Anti-apoptotic effects of BM-MSCs and BM-MSC-Mt in vitro. (a) Immunofluorescence images of LTL (green) in Control-PTECs and STZ-PTECs cultured with or without BM-MSCs and BM-MSC-Mt. Images were obtained 96 h after commencing the co-culture with MtDsRed2-MSCs or MtDsRed2-MSC-Mt (red). Nuclei are counterstained with DAPI (blue). White arrows indicate deformed and shrunken nuclei. The white arrows in the insets indicate incorporated BM-MSC-Mt in STZ-PTECs. Experiments were repeated three times independently. Scale bar, 40 μm; 10 µm in insets. (b) Quantification of LTL aggregation. Data are shown as mean ± s.e.m. (Control-PTECs, n = 6; STZ-PTECs, n = 8; STZ-PTECs-MtDsRed2-MSCs, n = 4; STZ-PTECs-MtDsRed2-MSC-Mt, n = 4). *P < 0.05 Control-PTECs vs. STZ-PTECs, and Control-PTECs vs. STZ-PTECs-MtDsRed2-MSC-Mt; ^†P < 0.05 STZ-PTECs vs. STZ-PTECs-MtDsRed2-MSCs, and STZ-PTECs vs. STZ-PTECs-MtDsRed2-MSC-Mt; ^‡P < 0.05 STZ-PTECs-MtDsRed2-MSCs vs. STZ-PTECs-MtDsRed2-MSC-Mt using ANOVA corrected with the Bonferroni coefficient. (c) TUNEL staining (green) of Control-PTECs and STZ-PTECs cultured without or with BM-MSCs and BM-MSC-Mt.
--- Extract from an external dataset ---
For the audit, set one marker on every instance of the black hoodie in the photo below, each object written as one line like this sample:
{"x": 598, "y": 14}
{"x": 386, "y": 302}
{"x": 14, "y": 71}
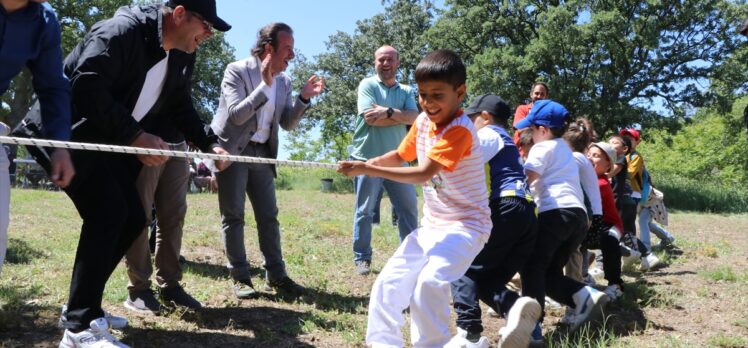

Images were obtained 96 h after commencing the co-culture with MtDsRed2-MSCs or MtDsRed2-MSC-Mt (red). Nuclei are counterstained with DAPI (blue). White arrows in insets (i) and (ii) show incorporated DsRed2-Mt in STZ-PTECs. White dotted lines in the insets show the outline of individual STZ-PTECs. Scale bar, 40 μm; 10 µm in insets. Experiments were repeated three times independently. (d) Quantification of TUNEL-positive apoptotic cells in Control-PTECs and STZ-PTECs cultured without or with BM-MSCs and BM-MSC-Mt. Data are shown as mean ± s.e.m. (Control-PTECs, n = 6; STZ-PTECs, n = 10; STZ-PTECs-MtDsRed2-MSCs, n = 4; STZ-PTECs-MtDsRed2-MSC-Mt, n = 8). *P < 0.05 Control-PTECs vs. STZ-PTECs; ^†P < 0.05 STZ-PTECs vs. STZ-PTECs-MtDsRed2-MSCs, and STZ-PTECs vs. STZ-PTECs-MtDsRed2-MSC-Mt using ANOVA corrected with the Bonferroni coefficient.